Saleh's debut album, Mesh Baghanny, stands out first and foremost because of its unique, eye-catching cover; a perfect indication of the Egyptian singer's eclectic musical palette. Saleh's stoic face is adorned with Oriental motifs; an invitation to delve deeper into the the multi-talented performer's life.

Saleh's style of music crosses the Oriental and rock genres in their broadest forms, and the album as a whole embraces heartbreak, passion and freedom. The poignancy of this amalgamation manifests in the melody, the lyrics, and the performances that lie behind them.

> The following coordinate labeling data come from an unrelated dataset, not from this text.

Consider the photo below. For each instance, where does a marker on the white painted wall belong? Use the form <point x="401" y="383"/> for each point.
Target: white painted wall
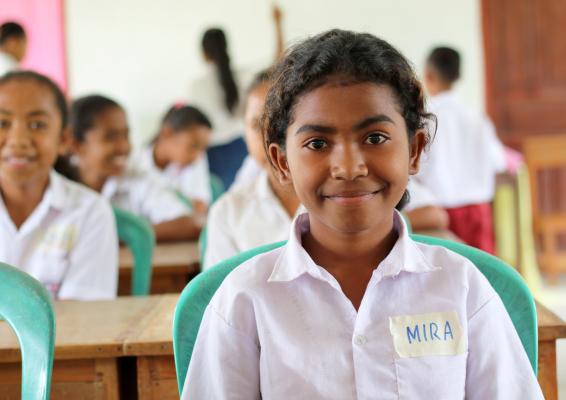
<point x="145" y="53"/>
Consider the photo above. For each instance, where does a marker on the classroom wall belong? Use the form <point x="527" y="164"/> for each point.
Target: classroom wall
<point x="145" y="53"/>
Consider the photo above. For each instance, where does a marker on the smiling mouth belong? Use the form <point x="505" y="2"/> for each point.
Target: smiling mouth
<point x="18" y="162"/>
<point x="354" y="198"/>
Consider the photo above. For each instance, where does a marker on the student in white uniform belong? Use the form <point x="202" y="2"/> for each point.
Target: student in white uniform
<point x="261" y="211"/>
<point x="466" y="155"/>
<point x="60" y="232"/>
<point x="101" y="146"/>
<point x="178" y="155"/>
<point x="351" y="307"/>
<point x="13" y="44"/>
<point x="423" y="210"/>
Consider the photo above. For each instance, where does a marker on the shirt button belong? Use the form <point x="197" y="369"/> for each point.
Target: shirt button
<point x="359" y="340"/>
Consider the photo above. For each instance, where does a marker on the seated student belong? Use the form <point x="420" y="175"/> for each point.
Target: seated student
<point x="178" y="155"/>
<point x="351" y="307"/>
<point x="261" y="211"/>
<point x="61" y="233"/>
<point x="422" y="210"/>
<point x="101" y="145"/>
<point x="465" y="158"/>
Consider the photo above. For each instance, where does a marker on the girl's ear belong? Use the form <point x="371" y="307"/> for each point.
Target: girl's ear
<point x="65" y="141"/>
<point x="417" y="147"/>
<point x="279" y="160"/>
<point x="166" y="131"/>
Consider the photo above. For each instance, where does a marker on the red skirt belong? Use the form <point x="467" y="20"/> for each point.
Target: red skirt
<point x="474" y="225"/>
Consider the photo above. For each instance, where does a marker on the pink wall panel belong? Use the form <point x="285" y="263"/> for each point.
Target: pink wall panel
<point x="43" y="21"/>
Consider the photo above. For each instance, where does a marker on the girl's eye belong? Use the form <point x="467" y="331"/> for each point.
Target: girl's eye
<point x="375" y="139"/>
<point x="317" y="144"/>
<point x="37" y="125"/>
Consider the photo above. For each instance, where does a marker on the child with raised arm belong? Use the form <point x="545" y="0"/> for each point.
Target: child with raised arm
<point x="351" y="307"/>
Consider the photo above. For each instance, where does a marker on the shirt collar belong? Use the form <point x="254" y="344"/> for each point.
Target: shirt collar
<point x="294" y="261"/>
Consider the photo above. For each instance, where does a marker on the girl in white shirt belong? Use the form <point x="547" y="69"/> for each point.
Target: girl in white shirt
<point x="61" y="233"/>
<point x="101" y="145"/>
<point x="261" y="211"/>
<point x="351" y="307"/>
<point x="178" y="155"/>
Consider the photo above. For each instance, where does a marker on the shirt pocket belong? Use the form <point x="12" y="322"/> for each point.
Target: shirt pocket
<point x="431" y="377"/>
<point x="49" y="268"/>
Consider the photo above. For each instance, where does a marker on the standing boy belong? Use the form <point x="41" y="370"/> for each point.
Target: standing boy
<point x="465" y="157"/>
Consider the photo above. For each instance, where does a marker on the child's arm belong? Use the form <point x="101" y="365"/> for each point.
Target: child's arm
<point x="93" y="268"/>
<point x="430" y="217"/>
<point x="220" y="243"/>
<point x="183" y="228"/>
<point x="224" y="364"/>
<point x="498" y="367"/>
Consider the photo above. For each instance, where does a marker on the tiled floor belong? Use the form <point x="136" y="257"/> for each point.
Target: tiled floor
<point x="554" y="297"/>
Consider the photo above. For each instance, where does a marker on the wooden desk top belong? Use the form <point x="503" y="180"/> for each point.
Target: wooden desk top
<point x="550" y="326"/>
<point x="440" y="234"/>
<point x="94" y="329"/>
<point x="138" y="326"/>
<point x="176" y="254"/>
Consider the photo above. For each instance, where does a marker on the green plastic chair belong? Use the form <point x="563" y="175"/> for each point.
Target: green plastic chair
<point x="505" y="280"/>
<point x="139" y="236"/>
<point x="27" y="306"/>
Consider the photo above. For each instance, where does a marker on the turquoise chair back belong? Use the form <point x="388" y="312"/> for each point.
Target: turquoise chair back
<point x="27" y="306"/>
<point x="505" y="280"/>
<point x="139" y="236"/>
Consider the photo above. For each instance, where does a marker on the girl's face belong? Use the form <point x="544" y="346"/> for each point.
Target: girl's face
<point x="254" y="141"/>
<point x="106" y="145"/>
<point x="30" y="131"/>
<point x="348" y="155"/>
<point x="186" y="146"/>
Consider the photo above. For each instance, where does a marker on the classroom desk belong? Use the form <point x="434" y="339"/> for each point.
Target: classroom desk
<point x="174" y="264"/>
<point x="550" y="328"/>
<point x="90" y="338"/>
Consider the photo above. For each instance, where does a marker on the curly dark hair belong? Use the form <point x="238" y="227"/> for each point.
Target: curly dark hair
<point x="355" y="57"/>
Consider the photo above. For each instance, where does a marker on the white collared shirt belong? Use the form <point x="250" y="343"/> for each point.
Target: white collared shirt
<point x="140" y="192"/>
<point x="281" y="325"/>
<point x="464" y="157"/>
<point x="8" y="63"/>
<point x="68" y="243"/>
<point x="244" y="219"/>
<point x="192" y="181"/>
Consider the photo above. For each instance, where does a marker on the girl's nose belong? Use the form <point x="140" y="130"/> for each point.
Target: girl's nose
<point x="18" y="136"/>
<point x="348" y="164"/>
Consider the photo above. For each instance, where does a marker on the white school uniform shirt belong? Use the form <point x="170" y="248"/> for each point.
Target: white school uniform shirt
<point x="464" y="157"/>
<point x="281" y="326"/>
<point x="8" y="63"/>
<point x="69" y="242"/>
<point x="141" y="193"/>
<point x="207" y="94"/>
<point x="244" y="219"/>
<point x="419" y="196"/>
<point x="192" y="181"/>
<point x="249" y="170"/>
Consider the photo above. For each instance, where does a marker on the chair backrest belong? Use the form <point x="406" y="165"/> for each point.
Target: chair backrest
<point x="505" y="280"/>
<point x="139" y="236"/>
<point x="27" y="306"/>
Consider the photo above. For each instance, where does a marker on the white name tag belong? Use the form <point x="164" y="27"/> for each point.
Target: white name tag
<point x="436" y="334"/>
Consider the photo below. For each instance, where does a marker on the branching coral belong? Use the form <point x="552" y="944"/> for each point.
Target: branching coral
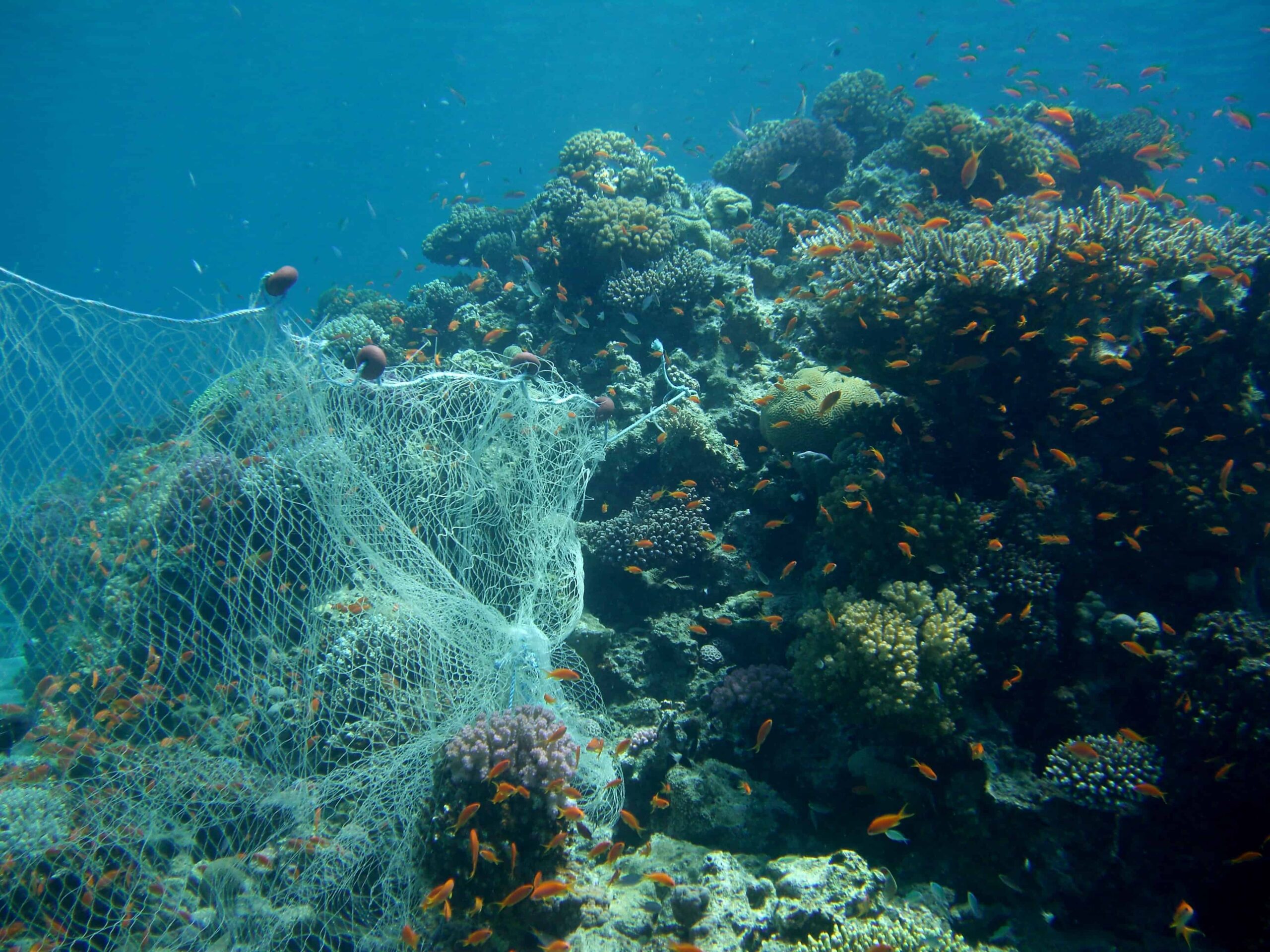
<point x="615" y="232"/>
<point x="613" y="164"/>
<point x="812" y="157"/>
<point x="942" y="140"/>
<point x="681" y="280"/>
<point x="1223" y="665"/>
<point x="902" y="660"/>
<point x="526" y="737"/>
<point x="457" y="238"/>
<point x="863" y="106"/>
<point x="1100" y="772"/>
<point x="667" y="524"/>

Even the lighter songs offer satirical lyrics and Saleh's own brand of dark humour.

Maryam starts and ends her album with a quatrain, ‘Roba’aiyat Shaggar El Toot” (Blueberry Trees Quatrain), as well as an interlude in the middle of the album. Each piece is about a minute and a half long and three parts together add a theatrical quality to the album; there’s an opening scene, an intermission and a closing scene.

The first track ‘El Donia’ (The World) talks about the pitfalls and unanswerable questions of life; we feel lost no matter what we do. It follows a slow tempo, warming the listener up for what’s to come.

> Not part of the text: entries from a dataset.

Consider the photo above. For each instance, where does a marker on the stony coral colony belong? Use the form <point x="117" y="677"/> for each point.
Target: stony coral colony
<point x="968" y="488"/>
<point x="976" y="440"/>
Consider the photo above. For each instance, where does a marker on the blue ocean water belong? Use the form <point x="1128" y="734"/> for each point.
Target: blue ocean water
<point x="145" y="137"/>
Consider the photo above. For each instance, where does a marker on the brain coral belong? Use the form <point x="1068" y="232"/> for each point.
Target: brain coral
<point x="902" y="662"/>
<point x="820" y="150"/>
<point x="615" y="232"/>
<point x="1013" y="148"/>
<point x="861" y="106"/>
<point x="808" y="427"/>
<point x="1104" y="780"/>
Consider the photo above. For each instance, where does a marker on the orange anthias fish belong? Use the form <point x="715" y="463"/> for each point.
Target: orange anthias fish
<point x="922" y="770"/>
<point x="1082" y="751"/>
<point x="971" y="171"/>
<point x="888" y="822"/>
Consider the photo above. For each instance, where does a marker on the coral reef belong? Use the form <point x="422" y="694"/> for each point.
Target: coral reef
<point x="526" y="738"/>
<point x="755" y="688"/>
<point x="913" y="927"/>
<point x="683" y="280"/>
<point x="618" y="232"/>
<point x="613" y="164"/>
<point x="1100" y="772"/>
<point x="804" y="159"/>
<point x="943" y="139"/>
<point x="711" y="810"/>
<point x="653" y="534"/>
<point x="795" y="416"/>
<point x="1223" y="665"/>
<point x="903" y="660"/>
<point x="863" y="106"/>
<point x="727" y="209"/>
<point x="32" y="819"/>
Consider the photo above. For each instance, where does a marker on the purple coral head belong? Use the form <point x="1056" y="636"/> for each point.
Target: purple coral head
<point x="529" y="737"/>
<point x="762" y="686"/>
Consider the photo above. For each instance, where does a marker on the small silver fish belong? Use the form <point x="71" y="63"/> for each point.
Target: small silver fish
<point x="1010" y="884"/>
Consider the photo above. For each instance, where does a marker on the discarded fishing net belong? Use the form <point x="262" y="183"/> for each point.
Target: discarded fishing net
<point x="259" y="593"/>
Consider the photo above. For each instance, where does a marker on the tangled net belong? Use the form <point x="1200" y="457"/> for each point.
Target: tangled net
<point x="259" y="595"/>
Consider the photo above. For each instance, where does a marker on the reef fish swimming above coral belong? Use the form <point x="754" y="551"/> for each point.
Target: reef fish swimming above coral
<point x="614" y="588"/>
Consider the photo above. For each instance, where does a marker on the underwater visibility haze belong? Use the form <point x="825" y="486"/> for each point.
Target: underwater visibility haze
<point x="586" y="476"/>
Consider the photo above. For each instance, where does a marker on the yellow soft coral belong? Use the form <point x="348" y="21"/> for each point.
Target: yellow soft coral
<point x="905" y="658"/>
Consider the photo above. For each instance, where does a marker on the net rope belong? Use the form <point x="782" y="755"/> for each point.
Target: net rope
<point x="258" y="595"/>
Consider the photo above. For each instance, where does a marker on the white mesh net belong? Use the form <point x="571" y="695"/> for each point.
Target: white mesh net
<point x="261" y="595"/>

Saleh's most known and loved track 'Watan Al Akk' (Nation Of Chaos) is where the dark humour kicks in. Saleh manages to express frustration towards the powers the be, whether they be social or political, while infusing such a dicey subject with danceable rock music.

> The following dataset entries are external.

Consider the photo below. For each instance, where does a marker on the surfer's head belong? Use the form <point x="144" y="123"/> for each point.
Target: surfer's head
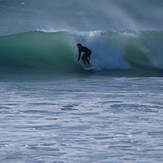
<point x="79" y="45"/>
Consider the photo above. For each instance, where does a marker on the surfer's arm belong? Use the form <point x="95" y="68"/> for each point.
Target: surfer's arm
<point x="79" y="55"/>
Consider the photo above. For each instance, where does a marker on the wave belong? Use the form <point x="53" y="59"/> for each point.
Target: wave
<point x="57" y="51"/>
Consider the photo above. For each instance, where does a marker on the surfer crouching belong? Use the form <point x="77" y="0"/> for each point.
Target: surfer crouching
<point x="86" y="55"/>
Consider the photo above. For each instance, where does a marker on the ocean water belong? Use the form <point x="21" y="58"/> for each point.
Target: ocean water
<point x="54" y="111"/>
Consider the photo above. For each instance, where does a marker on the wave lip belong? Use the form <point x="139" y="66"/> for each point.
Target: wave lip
<point x="57" y="51"/>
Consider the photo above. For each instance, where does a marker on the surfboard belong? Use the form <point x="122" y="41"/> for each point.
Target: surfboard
<point x="87" y="67"/>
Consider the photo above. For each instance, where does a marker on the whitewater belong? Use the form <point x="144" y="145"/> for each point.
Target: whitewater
<point x="54" y="111"/>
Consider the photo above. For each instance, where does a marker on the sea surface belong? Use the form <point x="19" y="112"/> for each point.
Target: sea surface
<point x="54" y="111"/>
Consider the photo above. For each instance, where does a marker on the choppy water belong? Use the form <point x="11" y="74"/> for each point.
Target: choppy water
<point x="82" y="120"/>
<point x="52" y="110"/>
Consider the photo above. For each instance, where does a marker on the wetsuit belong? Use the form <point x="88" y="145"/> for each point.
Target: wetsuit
<point x="86" y="55"/>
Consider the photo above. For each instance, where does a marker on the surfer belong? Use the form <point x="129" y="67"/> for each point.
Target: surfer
<point x="86" y="55"/>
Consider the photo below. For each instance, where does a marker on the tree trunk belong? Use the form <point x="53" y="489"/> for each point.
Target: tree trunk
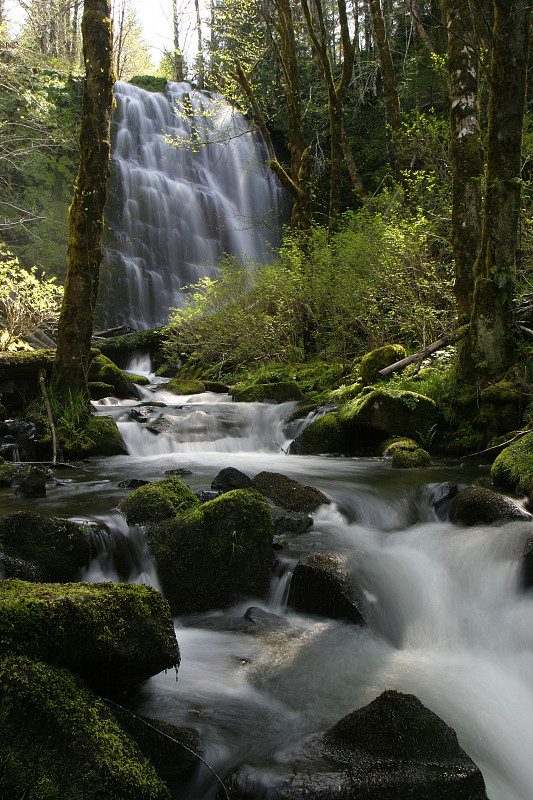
<point x="466" y="150"/>
<point x="86" y="213"/>
<point x="489" y="348"/>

Similar themes drive ‘Sor’et El Ayam’ (The Speed of Days). Beginning with an uplifting tone, it ends on a damning tone: "It doesn’t matter."

'El Ghariba' (The Stranger) and ‘Toul El Tariq’ (Along the Way) are where Saleh plays with melancholy and hardship. The former talks about the loneliness of autonomy, while the latter describes the singer’s tumultuous love-hate relationship with Egypt; something we can all relate to.

She delves further into sorrow in ‘Leh Tenrebet’ (Why Be Tied Up?) which addresses lack of freedom, describes frustration and evokes the feeling of being paralysed by societal restrictions - another theme that Cairenes will identify with.

Impressively, Saleh has composed the majority of the songs; a process that has allowed her to really express her versatility and understanding of the demanding recording process. Make no mistake, this is no Nancy Ajram or Haifa Wahbi - Maryam Saleh is the real deal; a student of music and an artist in every sense of the word.

Every track on Mesh Baghanny has meaning; the more you listen to the songs the deeper they get.